The Crofts argue that they have stated a cause of action for intentional infliction of emotional distress. In Richardson v. Fairbanks North Star Borough, 705 P.2d 454, 456 (Alaska 1985), we adopted the Restatement (Second) of Torts § 46(1) (1965), which provides:

(1) One who by extreme and outrageous conduct intentionally or recklessly causes severe emotional distress to another is subject to liability for such emotional distress, and if bodily harm to the other results from it, for such bodily harm.
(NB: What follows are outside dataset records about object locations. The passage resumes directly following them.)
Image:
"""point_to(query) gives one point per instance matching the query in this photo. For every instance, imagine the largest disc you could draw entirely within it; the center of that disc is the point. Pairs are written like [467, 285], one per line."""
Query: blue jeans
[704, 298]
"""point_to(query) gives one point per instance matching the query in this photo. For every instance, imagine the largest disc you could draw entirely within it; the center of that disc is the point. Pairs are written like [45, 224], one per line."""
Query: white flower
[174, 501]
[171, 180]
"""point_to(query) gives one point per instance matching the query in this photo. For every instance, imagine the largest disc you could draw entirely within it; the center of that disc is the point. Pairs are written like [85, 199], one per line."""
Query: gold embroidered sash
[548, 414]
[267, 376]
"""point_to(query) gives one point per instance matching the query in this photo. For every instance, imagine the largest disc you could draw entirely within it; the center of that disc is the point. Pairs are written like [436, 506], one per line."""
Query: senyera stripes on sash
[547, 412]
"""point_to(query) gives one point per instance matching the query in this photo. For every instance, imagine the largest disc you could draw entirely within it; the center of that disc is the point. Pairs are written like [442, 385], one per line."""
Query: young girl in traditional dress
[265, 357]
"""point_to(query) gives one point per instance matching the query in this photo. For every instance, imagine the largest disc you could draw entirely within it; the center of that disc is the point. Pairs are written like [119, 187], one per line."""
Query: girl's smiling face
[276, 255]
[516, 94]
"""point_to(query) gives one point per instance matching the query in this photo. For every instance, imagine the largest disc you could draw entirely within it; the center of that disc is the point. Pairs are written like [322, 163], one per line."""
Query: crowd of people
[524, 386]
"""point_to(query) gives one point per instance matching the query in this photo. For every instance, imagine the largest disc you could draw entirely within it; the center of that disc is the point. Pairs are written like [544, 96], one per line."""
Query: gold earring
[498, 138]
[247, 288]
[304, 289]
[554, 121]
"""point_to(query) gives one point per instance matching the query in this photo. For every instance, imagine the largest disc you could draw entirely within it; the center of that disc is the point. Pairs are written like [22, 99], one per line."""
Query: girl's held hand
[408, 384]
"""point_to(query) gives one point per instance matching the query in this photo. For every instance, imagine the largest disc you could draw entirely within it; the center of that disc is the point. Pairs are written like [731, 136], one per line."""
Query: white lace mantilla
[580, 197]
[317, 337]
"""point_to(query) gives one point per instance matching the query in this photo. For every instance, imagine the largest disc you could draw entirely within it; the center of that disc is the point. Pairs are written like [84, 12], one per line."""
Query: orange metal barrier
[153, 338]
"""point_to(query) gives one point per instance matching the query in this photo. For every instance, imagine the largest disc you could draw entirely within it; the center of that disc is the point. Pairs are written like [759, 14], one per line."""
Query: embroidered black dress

In Richardson, this court denied recovery under this theory to plaintiffs who sought damages against the borough for emotional distress they sustained when their dog was killed by an employee of the borough animal shelter in violation of the shelter's policy. 705 P.2d at 455. Today we extend this doctrine and hold that a third person who is foreseeably harmed by extreme and outrageous conduct may state a cause of action for intentional infliction of emotional distress. Applying this rule to the instant case, we find that the Crofts have stated such a claim.

In Richardson, recovery was denied not because we do not recognize that the loss of a pet can be especially distressing under egregious circumstances, but rather because in that case the plaintiffs' offer of proof as to the severity of their emotional distress was, as a threshold matter, insufficient. 705 P.2d at 456-57.

We regard the facts of the instant case as being more egregious than those in Richardson. Again viewing the facts as *793 true, Shooshanian, 672 P.2d at 461, Wicker's alleged conduct was the intentional sexual abuse of a minor child while a guest at her parents' home, with full knowledge that they were in close proximity of the incident. The Restatement (Second) of Torts § 46 states:

Liability has been found only where the conduct has been so outrageous in character, and so extreme in degree, as to go beyond all possible bounds of decency and to be regarded as atrocious, and utterly intolerable in a civilized community. Generally, the case is one in which the recitation of facts to an average member of the community would arouse his resentment against the actor, and lead him to exclaim "outrageous!"

Restatement (Second) of Torts § 46 (1965), comment d.

Wicker's alleged intentional behavior was not a simple annoyance or insult. It did not result in mere insult or indignity. It was, rather, the very brand of behavior which our society labels "outrageous." We conclude that the Crofts have stated a cause of action for intentional infliction of emotional distress.

IV. CONCLUSION

For the foregoing reasons, we REVERSE the judgment of the superior court and REMAND for proceedings not inconsistent with this opinion.